I have the problem that needs to be addressed by calling huge amounts of different functions, and eventually even combinations of them.
I have quite some experience in writing numba cuda kernels, and I want to solve this problem using this approach, because in the end stage of this project, it needs to handle billions of combinations of function calls.
As an example:
Each thread of the kernel needs to call a different function, depending on the nonce.
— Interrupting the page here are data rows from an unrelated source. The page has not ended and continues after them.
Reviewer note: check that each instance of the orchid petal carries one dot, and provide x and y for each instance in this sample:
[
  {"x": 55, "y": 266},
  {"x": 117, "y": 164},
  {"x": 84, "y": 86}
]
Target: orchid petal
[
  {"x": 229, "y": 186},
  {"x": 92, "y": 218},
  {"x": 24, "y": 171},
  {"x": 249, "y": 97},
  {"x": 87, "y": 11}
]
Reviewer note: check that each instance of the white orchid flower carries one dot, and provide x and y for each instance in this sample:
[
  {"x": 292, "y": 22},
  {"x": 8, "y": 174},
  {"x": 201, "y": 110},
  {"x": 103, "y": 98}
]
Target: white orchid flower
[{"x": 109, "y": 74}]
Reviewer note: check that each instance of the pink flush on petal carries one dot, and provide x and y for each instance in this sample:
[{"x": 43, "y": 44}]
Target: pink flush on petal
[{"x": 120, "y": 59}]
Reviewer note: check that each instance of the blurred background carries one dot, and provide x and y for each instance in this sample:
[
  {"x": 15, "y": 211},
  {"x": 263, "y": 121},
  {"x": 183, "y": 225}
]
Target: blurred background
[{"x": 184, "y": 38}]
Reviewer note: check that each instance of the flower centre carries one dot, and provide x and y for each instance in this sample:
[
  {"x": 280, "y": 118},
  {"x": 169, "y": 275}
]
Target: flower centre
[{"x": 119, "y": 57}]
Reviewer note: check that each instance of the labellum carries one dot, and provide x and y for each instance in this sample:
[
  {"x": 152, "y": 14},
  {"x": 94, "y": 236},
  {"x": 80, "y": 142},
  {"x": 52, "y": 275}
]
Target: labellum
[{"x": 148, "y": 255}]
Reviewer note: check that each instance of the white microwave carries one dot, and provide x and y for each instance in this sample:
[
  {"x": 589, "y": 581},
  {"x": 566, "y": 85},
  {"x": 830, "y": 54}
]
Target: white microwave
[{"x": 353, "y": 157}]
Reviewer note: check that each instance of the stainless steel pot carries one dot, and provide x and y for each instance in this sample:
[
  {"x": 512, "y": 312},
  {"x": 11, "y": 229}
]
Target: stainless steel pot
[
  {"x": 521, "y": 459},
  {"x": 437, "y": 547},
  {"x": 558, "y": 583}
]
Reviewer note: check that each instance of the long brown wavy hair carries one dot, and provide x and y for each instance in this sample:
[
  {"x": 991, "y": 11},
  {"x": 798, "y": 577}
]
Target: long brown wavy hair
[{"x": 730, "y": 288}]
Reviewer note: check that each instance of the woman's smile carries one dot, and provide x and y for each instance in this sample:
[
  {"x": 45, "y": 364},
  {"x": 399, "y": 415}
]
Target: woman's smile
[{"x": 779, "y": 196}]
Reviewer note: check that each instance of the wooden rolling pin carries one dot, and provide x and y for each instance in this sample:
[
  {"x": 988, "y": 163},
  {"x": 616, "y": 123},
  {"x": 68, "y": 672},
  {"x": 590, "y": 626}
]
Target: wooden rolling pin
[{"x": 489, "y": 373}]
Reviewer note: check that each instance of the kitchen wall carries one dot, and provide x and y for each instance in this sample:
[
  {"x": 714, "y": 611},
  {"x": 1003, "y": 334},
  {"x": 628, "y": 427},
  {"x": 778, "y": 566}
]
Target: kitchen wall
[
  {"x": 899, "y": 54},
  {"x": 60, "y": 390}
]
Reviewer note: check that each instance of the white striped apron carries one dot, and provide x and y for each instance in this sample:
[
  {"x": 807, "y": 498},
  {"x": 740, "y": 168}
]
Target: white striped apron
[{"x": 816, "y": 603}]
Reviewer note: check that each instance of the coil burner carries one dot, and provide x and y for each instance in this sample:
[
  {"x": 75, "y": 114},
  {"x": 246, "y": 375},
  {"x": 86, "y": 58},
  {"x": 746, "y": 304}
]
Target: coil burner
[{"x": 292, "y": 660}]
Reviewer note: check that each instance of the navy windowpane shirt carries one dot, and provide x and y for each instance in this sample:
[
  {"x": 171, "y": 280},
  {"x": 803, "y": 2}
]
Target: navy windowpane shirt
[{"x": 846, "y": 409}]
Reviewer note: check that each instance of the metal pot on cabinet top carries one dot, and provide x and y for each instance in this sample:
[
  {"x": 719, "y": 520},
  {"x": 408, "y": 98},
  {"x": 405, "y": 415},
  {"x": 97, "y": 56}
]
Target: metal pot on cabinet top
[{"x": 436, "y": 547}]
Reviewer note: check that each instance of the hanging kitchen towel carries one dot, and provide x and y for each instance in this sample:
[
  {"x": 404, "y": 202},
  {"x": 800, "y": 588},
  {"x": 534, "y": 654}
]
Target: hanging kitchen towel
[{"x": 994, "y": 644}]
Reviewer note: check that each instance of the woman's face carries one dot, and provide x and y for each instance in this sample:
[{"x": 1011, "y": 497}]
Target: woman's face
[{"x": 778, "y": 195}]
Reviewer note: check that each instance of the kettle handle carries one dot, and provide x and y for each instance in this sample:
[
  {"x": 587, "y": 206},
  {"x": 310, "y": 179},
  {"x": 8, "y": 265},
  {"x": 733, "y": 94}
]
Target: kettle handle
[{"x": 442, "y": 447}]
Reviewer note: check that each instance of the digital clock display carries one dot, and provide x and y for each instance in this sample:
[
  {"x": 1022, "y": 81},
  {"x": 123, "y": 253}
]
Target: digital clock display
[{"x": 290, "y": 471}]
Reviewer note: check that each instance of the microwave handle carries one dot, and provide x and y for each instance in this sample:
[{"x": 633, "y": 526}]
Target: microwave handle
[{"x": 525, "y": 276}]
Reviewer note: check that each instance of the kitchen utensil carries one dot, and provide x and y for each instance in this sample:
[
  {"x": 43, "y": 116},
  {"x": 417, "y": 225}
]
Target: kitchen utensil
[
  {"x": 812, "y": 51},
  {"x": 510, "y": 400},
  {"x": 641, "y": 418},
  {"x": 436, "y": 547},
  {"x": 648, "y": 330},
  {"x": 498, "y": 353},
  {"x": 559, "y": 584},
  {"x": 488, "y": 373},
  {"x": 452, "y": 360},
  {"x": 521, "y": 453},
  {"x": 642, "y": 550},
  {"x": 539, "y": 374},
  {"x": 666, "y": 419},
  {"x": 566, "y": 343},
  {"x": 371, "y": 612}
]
(eventually, the nonce will be split with modulus logic into different combination pattern of function calls to reproduce quite long sequential call chains, but this is not part of this post here and I can solve this without any problem).
An example is given here, which is working:
(please ignore what the functions are doing, they’re just dummy examples)
@jit(nopython=True)
def exampleFunc_1(t_in):
return t_in
@jit(nopython=True)
def exampleFunc_2(t_in):
return 2*t_in
@cuda.jit
def do_simulation(ret_array):
tx = cuda.threadIdx.x
ty = cuda.blockIdx.x
bw = cuda.blockDim.x
nonce = ((tx + ty * bw) + 0) & 0xFFFFFFFF
dummy_value = 11
if nonce == 0:
ret_array[nonce] = exampleFunc_1(dummy_value)
if nonce == 1:
ret_array[nonce] = exampleFunc_2(dummy_value)
return
if __name__ == "__main__":
threadsperblock = 2
blockspergrid = 1
ret_array = np.zeros((threadsperblock * blockspergrid * 1), dtype=np.float32)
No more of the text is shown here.